Open Access Open Badges Research article

Automated identification of protein-ligand interaction features using Inductive Logic Programming: a hexose binding case study

Jose C A Santos1*, Houssam Nassif2, David Page2, Stephen H Muggleton1 and Michael J E Sternberg3

Author Affiliations

1 Computational Bioinformatics Laboratory, Department of Computer Science, Imperial College London, London, SW7 2BZ, UK

2 Department of Computer Sciences, Department of Biostatistics and Medical Informatics, University of Wisconsin-Madison, Madison, WI-53706, USA

3 Centre for Bioinformatics, Department of Life Sciences, Imperial College London, London, SW7 2AZ, UK

For all author emails, please log on.

BMC Bioinformatics 2012, 13:162  doi:10.1186/1471-2105-13-162

Published: 11 July 2012



There is a need for automated methods to learn general features of the interactions of a ligand class with its diverse set of protein receptors. An appropriate machine learning approach is Inductive Logic Programming (ILP), which automatically generates comprehensible rules in addition to prediction. The development of ILP systems which can learn rules of the complexity required for studies on protein structure remains a challenge. In this work we use a new ILP system, ProGolem, and demonstrate its performance on learning features of hexose-protein interactions.

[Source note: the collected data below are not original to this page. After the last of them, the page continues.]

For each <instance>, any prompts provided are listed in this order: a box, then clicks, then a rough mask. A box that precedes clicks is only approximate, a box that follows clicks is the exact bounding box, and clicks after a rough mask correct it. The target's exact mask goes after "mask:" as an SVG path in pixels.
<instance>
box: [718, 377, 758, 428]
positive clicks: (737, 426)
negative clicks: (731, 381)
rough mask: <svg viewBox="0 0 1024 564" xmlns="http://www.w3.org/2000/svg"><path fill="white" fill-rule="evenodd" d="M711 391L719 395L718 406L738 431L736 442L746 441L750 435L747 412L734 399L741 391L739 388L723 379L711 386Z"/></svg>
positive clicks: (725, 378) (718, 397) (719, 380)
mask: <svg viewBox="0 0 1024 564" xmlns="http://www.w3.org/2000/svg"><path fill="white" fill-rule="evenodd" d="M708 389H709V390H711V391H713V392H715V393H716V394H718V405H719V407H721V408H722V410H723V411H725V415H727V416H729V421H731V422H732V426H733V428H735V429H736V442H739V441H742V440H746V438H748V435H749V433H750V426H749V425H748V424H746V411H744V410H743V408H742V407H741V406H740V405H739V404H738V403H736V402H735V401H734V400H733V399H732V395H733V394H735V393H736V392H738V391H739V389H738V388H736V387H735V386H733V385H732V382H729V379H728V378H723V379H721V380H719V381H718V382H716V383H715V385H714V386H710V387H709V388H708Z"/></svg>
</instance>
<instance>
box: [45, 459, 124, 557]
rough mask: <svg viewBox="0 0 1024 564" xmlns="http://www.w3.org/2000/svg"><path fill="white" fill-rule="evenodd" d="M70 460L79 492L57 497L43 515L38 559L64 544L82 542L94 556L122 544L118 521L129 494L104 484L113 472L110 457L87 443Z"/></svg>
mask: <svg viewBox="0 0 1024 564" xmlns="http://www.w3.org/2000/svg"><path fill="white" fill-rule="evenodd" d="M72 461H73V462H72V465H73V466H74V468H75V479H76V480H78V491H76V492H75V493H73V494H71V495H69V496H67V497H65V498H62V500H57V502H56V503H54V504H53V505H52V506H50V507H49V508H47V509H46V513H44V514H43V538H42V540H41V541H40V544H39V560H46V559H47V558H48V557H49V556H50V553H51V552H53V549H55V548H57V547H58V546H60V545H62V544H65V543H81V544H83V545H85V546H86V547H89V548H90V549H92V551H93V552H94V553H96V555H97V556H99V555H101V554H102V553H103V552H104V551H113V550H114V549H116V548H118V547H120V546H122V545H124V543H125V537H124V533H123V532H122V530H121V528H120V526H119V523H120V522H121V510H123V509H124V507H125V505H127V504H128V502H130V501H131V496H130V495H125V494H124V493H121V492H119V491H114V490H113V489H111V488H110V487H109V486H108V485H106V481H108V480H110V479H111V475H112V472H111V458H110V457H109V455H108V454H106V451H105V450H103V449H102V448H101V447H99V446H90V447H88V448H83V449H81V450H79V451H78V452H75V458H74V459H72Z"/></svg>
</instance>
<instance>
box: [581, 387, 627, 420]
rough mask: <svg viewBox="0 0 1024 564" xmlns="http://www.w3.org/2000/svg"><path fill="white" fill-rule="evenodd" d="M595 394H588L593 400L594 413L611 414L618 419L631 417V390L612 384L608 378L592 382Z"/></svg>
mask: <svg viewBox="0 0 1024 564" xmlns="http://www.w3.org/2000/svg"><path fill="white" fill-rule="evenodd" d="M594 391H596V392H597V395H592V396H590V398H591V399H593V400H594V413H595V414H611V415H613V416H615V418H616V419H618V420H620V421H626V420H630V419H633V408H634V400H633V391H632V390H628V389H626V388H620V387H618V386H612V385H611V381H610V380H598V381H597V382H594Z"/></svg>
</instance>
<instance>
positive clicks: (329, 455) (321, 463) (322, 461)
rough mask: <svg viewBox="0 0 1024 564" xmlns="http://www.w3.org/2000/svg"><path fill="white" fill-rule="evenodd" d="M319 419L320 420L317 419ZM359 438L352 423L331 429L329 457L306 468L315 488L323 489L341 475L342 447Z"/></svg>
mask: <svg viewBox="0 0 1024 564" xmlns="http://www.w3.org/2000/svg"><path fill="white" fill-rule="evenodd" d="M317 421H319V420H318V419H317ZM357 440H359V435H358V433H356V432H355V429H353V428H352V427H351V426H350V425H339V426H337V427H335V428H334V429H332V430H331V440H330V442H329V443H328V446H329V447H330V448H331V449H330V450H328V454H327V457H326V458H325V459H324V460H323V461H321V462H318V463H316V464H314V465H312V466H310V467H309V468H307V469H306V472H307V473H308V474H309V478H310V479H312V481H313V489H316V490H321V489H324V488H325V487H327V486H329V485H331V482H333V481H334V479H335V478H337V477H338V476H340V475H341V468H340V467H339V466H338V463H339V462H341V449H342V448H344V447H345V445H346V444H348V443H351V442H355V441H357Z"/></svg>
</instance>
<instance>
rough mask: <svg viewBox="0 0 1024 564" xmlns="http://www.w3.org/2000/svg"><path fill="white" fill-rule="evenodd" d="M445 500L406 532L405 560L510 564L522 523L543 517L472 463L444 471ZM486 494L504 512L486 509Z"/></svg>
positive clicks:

The rules induced by ProGolem detect interactions mediated by aromatics and by planar-polar residues, in addition to less common features such as the aromatic sandwich. The rules also reveal a previously unreported dependency for residues CYS and LEU. They also specify interactions involving aromatic and hydrogen bonding residues. This paper shows that Inductive Logic Programming implemented in ProGolem can derive rules giving structural features of protein/ligand interactions. Several of these rules are consistent with descriptions in the literature.


In addition to confirming literature results, ProGolem’s model has a 10-fold cross-validated predictive accuracy that is superior, at the 95% confidence level, to another ILP system previously used to study protein/hexose interactions and is comparable with state-of-the-art statistical learners.